By Jack Gifford, Finger Lakes Chapter
One a sunny spring day in 2001 I decided to look at a large cruiser I had seen advertised in the paper. Since the inside dimensions were roughly the size of a small apartment, I felt that it would combine my love of boating with a summer place on the water.
Taking a shortcut near my home, a flash of sparkling brightwork caught my eye. It was a magnificent wooden boat in a driveway with a “For Sale” sign on the windshield. I later learned it was a 16’ 1951 Century Resorter that had been in the same family for several years. The owner said it had not been in the water for at least three years and the engine needed a little work but the price was more than fair so I wrote a check on the spot and picked it up the next day.
When I took the Century to my local marina to have her checked out the operator said that the hull was sound but there was no compression in one cylinder and very little in a second. The engine needed to be rebuilt. I was devastated! I contacted the premier restoration house at the time, Dubickas Marine in Tonawanda, NY and was told that the estimated cost for rebuild was $4-5K but, because of his backlog, it couldn’t be done until late in the season. The boat sat, forlorn, in the driveway all summer until one day in early September John Dubickas called and said he would pick up the engine the next day. Early that morning I made arrangements to meet him for the pickup. John said, many times after that, “I’ll never forget you, Gifford, or that day – 09/11/01”.

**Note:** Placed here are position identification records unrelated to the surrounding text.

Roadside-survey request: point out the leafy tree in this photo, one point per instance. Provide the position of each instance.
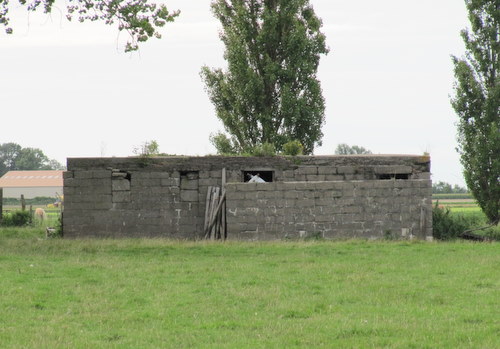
(14, 157)
(477, 104)
(344, 149)
(446, 188)
(269, 92)
(140, 18)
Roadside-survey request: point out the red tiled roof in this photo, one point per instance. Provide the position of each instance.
(14, 179)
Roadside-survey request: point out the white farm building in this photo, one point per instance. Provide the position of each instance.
(32, 184)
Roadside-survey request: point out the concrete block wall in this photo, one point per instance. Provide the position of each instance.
(165, 197)
(342, 209)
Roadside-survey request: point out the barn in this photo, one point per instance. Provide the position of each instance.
(32, 184)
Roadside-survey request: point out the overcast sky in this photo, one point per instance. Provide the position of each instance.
(68, 88)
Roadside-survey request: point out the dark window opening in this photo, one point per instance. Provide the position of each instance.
(393, 176)
(267, 176)
(190, 175)
(117, 174)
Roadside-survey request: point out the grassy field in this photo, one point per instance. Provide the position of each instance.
(60, 293)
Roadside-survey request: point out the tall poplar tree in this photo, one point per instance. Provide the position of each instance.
(269, 92)
(477, 104)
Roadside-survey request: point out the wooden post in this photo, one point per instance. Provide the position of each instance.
(1, 207)
(224, 224)
(207, 211)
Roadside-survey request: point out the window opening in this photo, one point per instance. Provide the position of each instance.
(258, 176)
(393, 176)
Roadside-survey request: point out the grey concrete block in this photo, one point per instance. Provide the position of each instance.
(169, 182)
(189, 195)
(121, 196)
(346, 170)
(120, 185)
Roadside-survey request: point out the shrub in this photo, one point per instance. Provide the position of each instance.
(447, 226)
(293, 148)
(265, 149)
(16, 219)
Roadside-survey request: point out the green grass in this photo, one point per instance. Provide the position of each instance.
(452, 196)
(164, 294)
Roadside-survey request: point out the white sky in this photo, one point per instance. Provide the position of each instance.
(68, 88)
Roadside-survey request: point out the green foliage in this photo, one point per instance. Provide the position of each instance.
(13, 157)
(446, 188)
(293, 148)
(345, 149)
(140, 18)
(269, 93)
(148, 149)
(222, 144)
(16, 219)
(266, 149)
(446, 225)
(441, 196)
(477, 105)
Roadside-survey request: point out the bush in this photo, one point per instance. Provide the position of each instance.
(447, 226)
(265, 149)
(293, 148)
(16, 219)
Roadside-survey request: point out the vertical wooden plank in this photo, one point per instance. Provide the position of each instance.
(223, 213)
(207, 211)
(1, 207)
(213, 216)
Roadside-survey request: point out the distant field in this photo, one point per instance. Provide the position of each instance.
(167, 294)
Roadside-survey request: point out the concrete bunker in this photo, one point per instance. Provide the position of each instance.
(369, 196)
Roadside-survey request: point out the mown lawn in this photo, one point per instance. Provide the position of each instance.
(165, 294)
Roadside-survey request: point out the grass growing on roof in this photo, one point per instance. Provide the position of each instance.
(158, 293)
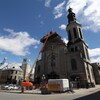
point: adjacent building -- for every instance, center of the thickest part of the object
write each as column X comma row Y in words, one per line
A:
column 26, row 68
column 10, row 73
column 71, row 60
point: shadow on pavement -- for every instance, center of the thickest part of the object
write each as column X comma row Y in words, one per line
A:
column 94, row 96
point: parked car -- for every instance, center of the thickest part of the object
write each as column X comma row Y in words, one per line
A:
column 11, row 87
column 15, row 87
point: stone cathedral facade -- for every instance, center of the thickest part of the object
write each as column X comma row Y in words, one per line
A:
column 71, row 60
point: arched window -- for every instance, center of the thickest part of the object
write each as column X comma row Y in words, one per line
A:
column 69, row 35
column 75, row 34
column 73, row 64
column 38, row 69
column 76, row 49
column 80, row 33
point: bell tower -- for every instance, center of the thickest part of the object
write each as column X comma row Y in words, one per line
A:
column 79, row 62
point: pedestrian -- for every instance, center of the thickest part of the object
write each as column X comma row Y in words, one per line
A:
column 71, row 87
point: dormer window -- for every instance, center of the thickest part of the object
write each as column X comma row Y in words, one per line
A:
column 75, row 34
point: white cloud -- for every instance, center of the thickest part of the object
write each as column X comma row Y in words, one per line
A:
column 62, row 27
column 47, row 3
column 17, row 42
column 94, row 52
column 59, row 10
column 87, row 12
column 65, row 40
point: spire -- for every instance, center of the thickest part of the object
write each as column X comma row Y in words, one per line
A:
column 71, row 15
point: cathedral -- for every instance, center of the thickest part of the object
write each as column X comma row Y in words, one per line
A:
column 60, row 60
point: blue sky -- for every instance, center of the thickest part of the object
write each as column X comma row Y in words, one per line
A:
column 24, row 22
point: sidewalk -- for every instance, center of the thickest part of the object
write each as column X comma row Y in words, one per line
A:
column 87, row 91
column 77, row 91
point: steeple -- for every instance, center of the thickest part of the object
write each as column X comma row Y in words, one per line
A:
column 71, row 16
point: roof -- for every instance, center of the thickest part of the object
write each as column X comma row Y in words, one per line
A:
column 11, row 66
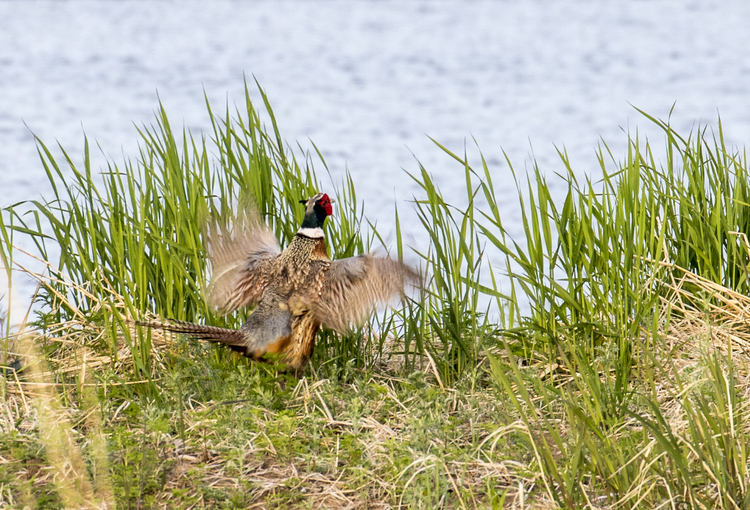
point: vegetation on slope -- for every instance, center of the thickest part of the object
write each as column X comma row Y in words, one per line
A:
column 623, row 386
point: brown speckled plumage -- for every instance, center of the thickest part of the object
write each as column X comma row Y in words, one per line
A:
column 295, row 291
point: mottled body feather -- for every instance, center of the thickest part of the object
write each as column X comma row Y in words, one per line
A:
column 295, row 290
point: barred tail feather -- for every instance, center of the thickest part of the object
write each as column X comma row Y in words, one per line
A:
column 230, row 337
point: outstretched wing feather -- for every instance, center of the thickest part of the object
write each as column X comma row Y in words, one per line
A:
column 241, row 256
column 355, row 286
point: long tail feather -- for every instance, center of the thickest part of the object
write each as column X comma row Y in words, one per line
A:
column 230, row 337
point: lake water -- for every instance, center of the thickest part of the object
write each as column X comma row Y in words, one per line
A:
column 370, row 81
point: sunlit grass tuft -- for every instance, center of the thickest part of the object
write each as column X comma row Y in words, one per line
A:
column 612, row 374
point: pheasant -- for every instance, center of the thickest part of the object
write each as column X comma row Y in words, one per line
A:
column 296, row 290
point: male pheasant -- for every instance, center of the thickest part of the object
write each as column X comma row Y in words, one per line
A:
column 295, row 290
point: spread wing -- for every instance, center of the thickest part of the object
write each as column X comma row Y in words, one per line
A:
column 355, row 286
column 242, row 256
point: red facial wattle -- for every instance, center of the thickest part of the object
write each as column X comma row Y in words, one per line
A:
column 325, row 203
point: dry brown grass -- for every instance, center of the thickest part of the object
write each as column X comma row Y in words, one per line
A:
column 51, row 396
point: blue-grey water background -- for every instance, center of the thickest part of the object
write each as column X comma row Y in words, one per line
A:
column 370, row 81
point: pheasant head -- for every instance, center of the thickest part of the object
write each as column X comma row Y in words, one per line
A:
column 317, row 209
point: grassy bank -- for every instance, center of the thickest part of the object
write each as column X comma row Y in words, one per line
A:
column 624, row 386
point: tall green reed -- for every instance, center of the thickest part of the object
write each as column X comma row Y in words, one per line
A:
column 134, row 231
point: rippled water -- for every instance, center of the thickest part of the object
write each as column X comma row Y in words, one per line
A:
column 368, row 82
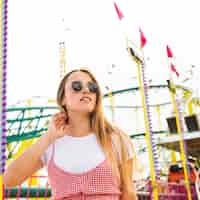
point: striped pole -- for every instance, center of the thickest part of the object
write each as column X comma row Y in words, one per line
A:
column 3, row 55
column 180, row 130
column 151, row 145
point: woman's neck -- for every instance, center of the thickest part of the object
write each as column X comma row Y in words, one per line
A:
column 79, row 125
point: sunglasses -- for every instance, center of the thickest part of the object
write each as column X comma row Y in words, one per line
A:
column 77, row 86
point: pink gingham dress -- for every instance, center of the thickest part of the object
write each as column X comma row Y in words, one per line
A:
column 95, row 184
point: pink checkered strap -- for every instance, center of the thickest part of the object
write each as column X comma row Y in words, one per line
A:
column 97, row 183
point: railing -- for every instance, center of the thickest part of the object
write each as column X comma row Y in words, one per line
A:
column 167, row 191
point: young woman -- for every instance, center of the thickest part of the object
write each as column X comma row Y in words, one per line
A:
column 86, row 157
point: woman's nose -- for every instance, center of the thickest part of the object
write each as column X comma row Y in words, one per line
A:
column 85, row 89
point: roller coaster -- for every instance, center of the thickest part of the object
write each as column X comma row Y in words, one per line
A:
column 26, row 124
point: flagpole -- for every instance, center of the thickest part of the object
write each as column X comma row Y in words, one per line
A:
column 148, row 128
column 180, row 130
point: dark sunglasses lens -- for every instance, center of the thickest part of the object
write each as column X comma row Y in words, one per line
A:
column 92, row 87
column 76, row 86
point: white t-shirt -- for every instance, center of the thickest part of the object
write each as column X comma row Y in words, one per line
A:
column 77, row 154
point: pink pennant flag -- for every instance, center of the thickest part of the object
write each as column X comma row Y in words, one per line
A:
column 143, row 40
column 169, row 52
column 119, row 12
column 173, row 68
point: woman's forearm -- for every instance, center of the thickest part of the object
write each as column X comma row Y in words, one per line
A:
column 27, row 163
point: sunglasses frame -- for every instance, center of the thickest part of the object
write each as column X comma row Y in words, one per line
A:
column 77, row 86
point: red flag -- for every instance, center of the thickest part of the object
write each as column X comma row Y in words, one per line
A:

The engine was finally delivered one snowy day in January and finally installed in April. From that day on we enjoyed countless sunlit days on Skaneateles Lake, NY as well as the many lakes in the Adirondack Mountains until, sadly, one day, she was sold. The new owner said he had seen her in the Skaneateles Boat Show and “just couldn’t stand not having that boat”.
One post script – I named the boat Lauren, after my daughter who lived in Texas at the time, but didn’t tell her until we went on our annual camp out to the Adirondacks and I asked her to help guide me backing into the campsite. It was then she saw the name on the stern for the first time – very emotional!